Once again, do yourself a favor: don't make comments about things you have no clue about. I fully appreciate the sacrifices that AA employees have had to endure in the last decade - more than you could possibly know. I don't need anyone - least of all you - to tell me about AA's average annual wages versus competitors. I can go look at the same numbers as you, and I have.
As I have already made clear (but you - not surprisingly - have chosen to ignore), my comments were always - clearly, from the outset - about "unit costs," which in the airline industry means cost per ASM. They were not about wages singularly.
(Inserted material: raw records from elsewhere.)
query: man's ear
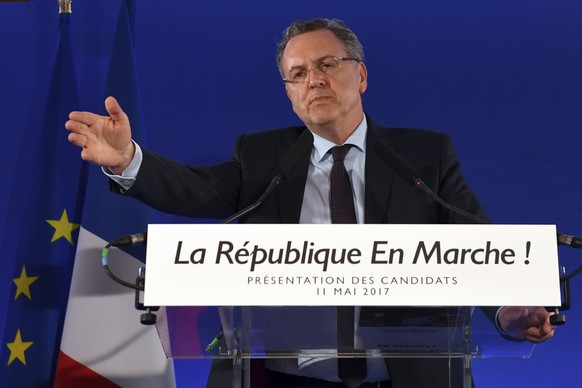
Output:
[358,62,368,94]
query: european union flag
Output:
[0,14,86,387]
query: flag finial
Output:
[59,0,73,13]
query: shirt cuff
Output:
[101,140,143,190]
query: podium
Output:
[157,306,534,388]
[144,224,560,388]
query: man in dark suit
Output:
[65,19,554,388]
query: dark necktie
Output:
[330,144,367,387]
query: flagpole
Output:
[59,0,73,13]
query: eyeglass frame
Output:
[283,57,362,85]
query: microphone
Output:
[220,129,313,224]
[374,141,491,225]
[558,233,582,248]
[109,233,148,247]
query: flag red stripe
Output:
[53,351,121,388]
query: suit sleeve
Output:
[110,136,248,218]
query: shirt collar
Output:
[311,115,368,162]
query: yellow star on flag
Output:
[6,329,34,365]
[12,265,38,300]
[46,209,79,245]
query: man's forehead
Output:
[281,30,346,67]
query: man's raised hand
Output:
[65,97,135,175]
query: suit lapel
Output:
[364,117,394,224]
[277,129,311,224]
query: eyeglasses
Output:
[283,58,360,85]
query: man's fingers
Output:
[105,96,127,121]
[65,112,102,128]
[69,132,88,148]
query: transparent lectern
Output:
[157,306,534,388]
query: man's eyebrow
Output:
[289,55,336,71]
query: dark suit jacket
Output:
[118,117,494,388]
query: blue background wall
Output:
[0,0,582,388]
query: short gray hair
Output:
[277,19,364,77]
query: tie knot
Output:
[331,144,352,163]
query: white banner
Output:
[144,224,561,306]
That was the basis for my comment that AMR's unit costs, in both the labor and maintenance categories, are above industry average and many of their peers.
That is a fact that especially for you, who loves to continually extol us with your wisdom and "depth of intelligence" about why AMR is such a trainwreck and post-bankruptcy Delta is flawless and infallible, should not find any reason to dispute.
You know, Com, there are times when I could sit down and have a beer with you and think we could probably pass hours together and enjoy it.
Then there are times when you get on your high horse and I want to do nothing but knock you off of it so fast your head doesnt even have time to spin.
If you are so familiar about what AA employees went through, then you dont know with anywhere near as much clarity what anyone else went through and have no business commenting about it.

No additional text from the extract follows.